I'm interested in this mis-transcription of Folland: https://proofwiki.org/w/index.php?title=Zorn%27s_Lemma_Implies_Well_Ordering_Theorem&oldid=356679. It is dubiously stated that the union of a $\subseteq$-chain of well-orderable subsets of a set $X$ is well-orderable. Clearly we cannot provide a counter-example in ZF, since this would contradict the Well-Ordering Theorem giving a set that is not well-orderable. My guess would be that it is not provable either, and would somehow imply the well-ordering principle (thereby making the proof circular) or a weak version of it. So my question is – is this statement independent of ZF (I would guess so), and if so is this hard to show?
Does ZF prove that the union of a $\subseteq$-chain of well-orderable sets is again well-orderable
axiom-of-choiceset-theorywell-orders
Best Answer
Suppose, for example, that $R$ is a set of socks, namely, it can be partitioned into countably many sets, $P_n$, each of size exactly $2$, and no infinitely many of them admit a choice function. The existence of such sets is consistent with $\sf ZF$ as was shown by Cohen (based on the work of Fraenkel before him).
Note, simply, that $R_n=\bigcup_{k<n}P_k$ is a finite set, and so it is certainly well-orderable, and $R=\bigcup R_n$ is certainly not well-orderable. This means that the chain $\{R_n\mid n<\omega\}$ is a chain of finite sets whose union is not well-orderable.

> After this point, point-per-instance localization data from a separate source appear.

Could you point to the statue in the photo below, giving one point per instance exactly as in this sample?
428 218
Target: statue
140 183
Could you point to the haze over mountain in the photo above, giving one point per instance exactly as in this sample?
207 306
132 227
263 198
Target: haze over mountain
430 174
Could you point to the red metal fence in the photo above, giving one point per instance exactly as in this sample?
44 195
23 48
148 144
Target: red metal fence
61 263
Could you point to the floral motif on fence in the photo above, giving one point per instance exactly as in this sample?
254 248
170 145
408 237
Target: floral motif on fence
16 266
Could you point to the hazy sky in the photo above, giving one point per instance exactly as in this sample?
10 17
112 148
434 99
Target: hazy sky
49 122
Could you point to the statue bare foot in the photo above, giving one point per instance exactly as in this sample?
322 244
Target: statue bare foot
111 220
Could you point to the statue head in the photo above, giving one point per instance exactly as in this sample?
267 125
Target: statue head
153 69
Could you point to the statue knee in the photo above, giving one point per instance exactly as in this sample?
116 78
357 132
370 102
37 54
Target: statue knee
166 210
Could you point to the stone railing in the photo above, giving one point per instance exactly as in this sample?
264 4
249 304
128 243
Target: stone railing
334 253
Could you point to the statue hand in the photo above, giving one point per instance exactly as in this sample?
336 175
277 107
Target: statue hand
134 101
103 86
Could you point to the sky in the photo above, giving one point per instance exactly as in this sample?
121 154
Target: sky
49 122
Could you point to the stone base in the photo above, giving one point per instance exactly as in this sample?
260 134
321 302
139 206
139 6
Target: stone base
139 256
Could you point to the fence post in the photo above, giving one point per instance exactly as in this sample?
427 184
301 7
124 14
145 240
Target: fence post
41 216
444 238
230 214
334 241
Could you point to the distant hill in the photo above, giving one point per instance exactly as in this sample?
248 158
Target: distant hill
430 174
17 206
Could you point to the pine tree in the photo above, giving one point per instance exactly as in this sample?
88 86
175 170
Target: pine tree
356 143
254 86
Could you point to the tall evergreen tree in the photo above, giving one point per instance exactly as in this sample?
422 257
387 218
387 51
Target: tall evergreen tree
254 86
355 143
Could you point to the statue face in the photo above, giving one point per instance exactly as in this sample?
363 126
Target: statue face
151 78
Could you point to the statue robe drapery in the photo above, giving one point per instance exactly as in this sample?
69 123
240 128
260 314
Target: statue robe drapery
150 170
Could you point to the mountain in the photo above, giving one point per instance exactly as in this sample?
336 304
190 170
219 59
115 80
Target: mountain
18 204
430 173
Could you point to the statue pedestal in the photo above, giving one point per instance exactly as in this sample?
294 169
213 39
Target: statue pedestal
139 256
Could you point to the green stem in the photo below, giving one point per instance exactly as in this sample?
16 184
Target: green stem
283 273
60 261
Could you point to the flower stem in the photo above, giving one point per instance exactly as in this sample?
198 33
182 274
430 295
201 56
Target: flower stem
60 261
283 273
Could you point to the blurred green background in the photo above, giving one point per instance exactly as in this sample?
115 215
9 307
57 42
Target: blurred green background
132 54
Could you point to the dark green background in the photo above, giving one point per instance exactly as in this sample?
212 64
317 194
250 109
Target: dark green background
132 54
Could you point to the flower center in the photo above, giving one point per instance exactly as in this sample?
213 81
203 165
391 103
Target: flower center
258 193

This can be easily repeated whenever we have a set that cannot be well-ordered, but can be written as an increasing union of well-orderable sets. For example $\Bbb R$ may be a countable union of countable sets, which implies it cannot be well-ordered, and in some cases it can be written as a union of $\omega_1$-type chain of sets of size $\aleph_1$ (but still not be well-orderable).
Okay, so maybe we can do this works for any set that cannot be well-ordered? Well, not quite. We say that $A$ is amorphous if it cannot be written as a disjoint union of two infinite sets. Note that this includes all the finite sets, but we'll usually discard them implicitly.
One quirky property of amorphous sets is that every function into any linearly ordered set must have a finite range. In particular, any chain of subsets must be finite. But since all the well-orderable subsets of an amorphous set are finite, that means that any chain of well-orderable sets is a finite set of finite subsets, so its union is finite, and thus well-orderable.
So, the final question remaining, does the statement "the union of a chain of well-orderable sets is well-orderable" imply the axiom of choice after all? I'd reckon the answer is again negative, but I don't have a proof off-hand.